2022-06-01
Setting up Linux fair share CPU scheduling with systemd and cgroup v2
These days, modern versions of systemd on modern Linuxes, including the recently released Ubuntu 22.04, are using unified cgroups (cgroup v2). How to enable fair share CPU scheduling in this environment is different than how it used to work with systemd using cgroup v1. How this works currently on Ubuntu 22.04 with systemd 249 is sufficiently 'clever' that it may well change in the future.
In cgroup v2, fair share CPU scheduling for a cgroup is enabled
by enabling the 'cpu' controller in that cgroup. However, systemd doesn't provide any
good direct way to enable specific cgroup controllers; instead it
seems to enable them when it thinks that it needs them due to some
property that you set. In the case of the cpu controller, you get
it enabled in a specific cgroup by setting CPUWeight
to some value on a child unit. Normally you'll want to set CPUWeight
to the default value of '100', so that that child unit and all of
its peers get a predictable value for cpu.weight
that's the
same.
If you want to enable fair share scheduling across users, you need
to set CPUWeight
on some user-<uid>.slice so that the user.slice
cgroup gets the cpu controller enabled. Of course, this requires such a
user-<uid>.slice to exist in the first place, which generally means that
you're going to need to hook into session setup, for example through
pam_exec.
As before, I believe that if everyone logs off, user.slice itself will
disappear and so you'll have to re-establish this setting the next time
around. Otherwise, as long as user.slice persists, the cpu controller
stays enabled (as far as I know). Locally, we are using 'systemctl
--runtime set-property ...
' to set CPUWeight
only non-permanently.
Otherwise I fear we would wind up with a thicket of settings for various
users as they're the first ones to log in this time around.
(In earlier versions of systemd on cgroup v1, it was sufficient to turn CPU accounting on on some user slice, or sometimes a few of them. These days CPU accounting seems to default to on, without enabling the 'cpu' controller, and turning it on again doesn't do anything. Possibly this is because cgroup v2 seems to track CPU usage of cgroups even if the 'cpu' controller isn't enabled, so systemd decides to say that CPU accounting is always on.)

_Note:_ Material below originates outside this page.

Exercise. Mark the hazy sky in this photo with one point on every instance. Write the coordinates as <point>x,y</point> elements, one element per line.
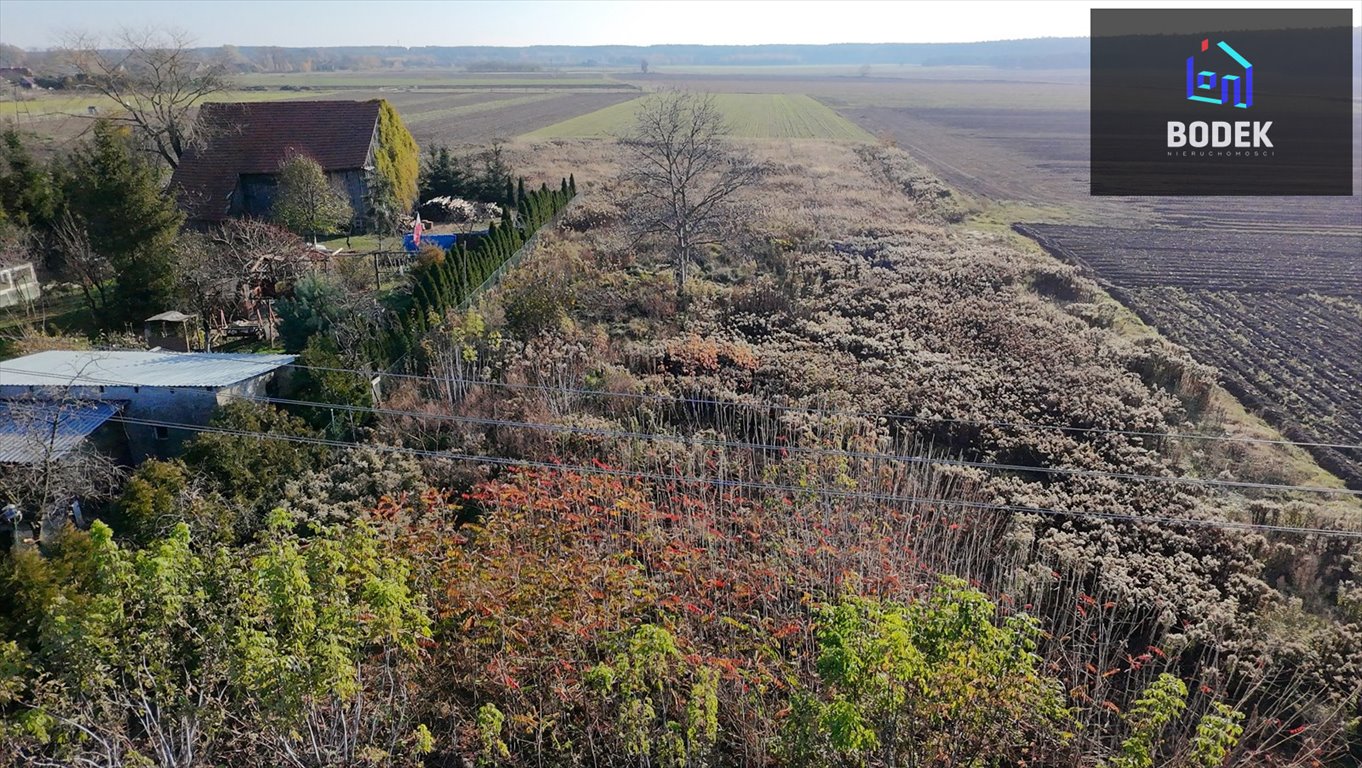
<point>38,23</point>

If for some reason you want to enable fair share scheduling across
system services, you can pick one that's always going to be there and
set CPUWeight=100
permanently on it. I don't know how you'd arrange to
set up fair share scheduling for virtual machines and containers (under
machine.slice); possibly you could set permanent CPUWeight properties
on all of your long-term VMs and containers, so that at least one of
them would be active and trigger machine.slice having the cpu controller
enabled on it.
(It would be cleaner if systemd provided a direct way to enable a particular resource controller in a unit like system.slice, user.slice, or machine.slice, but so it goes.)
If you're enabling fair share scheduling for users (ie, for children
of user.slice) and you want system services to get CPU priority
instead of everything under system.slice being fair share scheduled
against everything under user.slice (ie, each collectively getting
half of the available CPU), then you'll need to set an explicit
CPUWeight
for either system.slice or user.slice. It's probably
easier to do this for system.slice, since it's always going to be
there. I'm not sure what value I'd set.
(I suppose you can think of it in terms of how many of the machine's
CPUs you want all users to be able to use under high CPU contention.
For example, if your have has four CPUs and you'd like system
services to collectively get three of them under load, you can set
system.slice's CPUWeight
to 300. This assumes you don't have VMs
that are also contending for CPU under machine.slice.)